A noter, la croissance 2007 a été revue en hausse, de 1,9% à 2,1% (en données désaisonnalisées et corrigées des jours ouvrés). Cela a impliqué une révision à la baisse du ratio de dette publique, à 63,9% (contre 64,2% annoncés initialement), mais n'a pas modifié le ratio de déficit public (2,7%). Bien que les prévisions de croissance actuelles du gouvernement pour 2008 soient réalistes (1,7%), leur réalisation marquerait un ralentissement qui se traduirait par une dérive du déficit vers les 3% du PIB. Les révisions d'aujourd'hui n'empêcheront donc pas la Commission européenne d'adresser à la France une "recommandation politique" dans les semaines qui viennent, afin de prévenir le franchissement de ce seuil."
Alexander Law, Xerfi
"Voilà un chiffre bien flatteur pour l'économie française. La croissance économique est ressortie à 0,6% au premier trimestre, ce qui correspond à un glissement annuel de 2,2%. Le tout avec une contribution nulle des stocks. Mieux encore, en rythme annualisé, la hausse du PIB ressort à 2,6%, loin, très loin devant le 0,6% enregistré aux Etats-Unis ou le 1,2% espagnol. De plus, la croissance 2007 a été revue à la hausse à 2,1% (le chiffre grimpe même de 0,1 point si l'on fait abstraction de la correction des jours ouvrables). Il n'en faudrait pas plus pour en conclure que l'économie de la France est sacrément résistante et immunisée contre la crise.

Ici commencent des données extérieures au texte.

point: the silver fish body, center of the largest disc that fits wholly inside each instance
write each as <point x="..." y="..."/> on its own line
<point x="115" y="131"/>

Hélas, loin de nous rassurer complètement, les comptes du premier trimestre servent plutôt de miroir déformant de la réalité économique française : Premier constat. Les ménages, qui sont pourtant traditionnellement le moteur le plus robuste de notre croissance sont en train de lâcher prise. La dégradation à la vitesse grand V de leur moral, le moindre recours au crédit à la consommation, le pic d'inflation, la perte de vitesse du marché du travail: tous les éléments sont réunis pour freiner la consommation cette année. D'ailleurs, les dépenses des ménages n'ont progressé que de 0,1% en T1, soit la plus faible hausse depuis T2 2006. Par ailleurs, l'investissement logement a stagné en ce début d'année: on n'a pas fait pire depuis le troisième trimestre de 2001. Cette donnée prouve au passage que le marché immobilier est bel et bien en train de se retourner. Et une fois que le mouvement est en marche, il est bien difficile de l'arrêter.
Deuxième constat : le commerce extérieur apporte une contribution positive à hauteur de 0,3 point à la hausse du PIB. Dans un contexte de ralentissement de la conjoncture internationale et de vigueur étouffante de l'euro, cela paraît particulièrement méritoire. Cela étant, les données du mois de mars ont fait état d'un déficit commercial record de l'économie française, avec une chute vertigineuse des ventes vers l'étranger. Il faut donc s'attendre à un résultat bien moins bon au deuxième trimestre. Et même si le commerce extérieur venait à contribuer de nouveau positivement à la croissance, cela s'expliquerait essentiellement par l'atonie de la consommation qui modère la demande pour les biens importés.
Il faut toutefois saluer la bonne tenue de l'investissement des entreprises. Dans un contexte d'incertitudes conjoncturelles et de crise financière, la hausse de 1,8% des dépenses d'équipement apparaît très substantielle. Cela dit, il faut également y voir la volonté des chefs d'entreprise de réaliser des gains de productivité afin de rationaliser leur processus de production, sur fond d'intensification des pressions concurrentielles.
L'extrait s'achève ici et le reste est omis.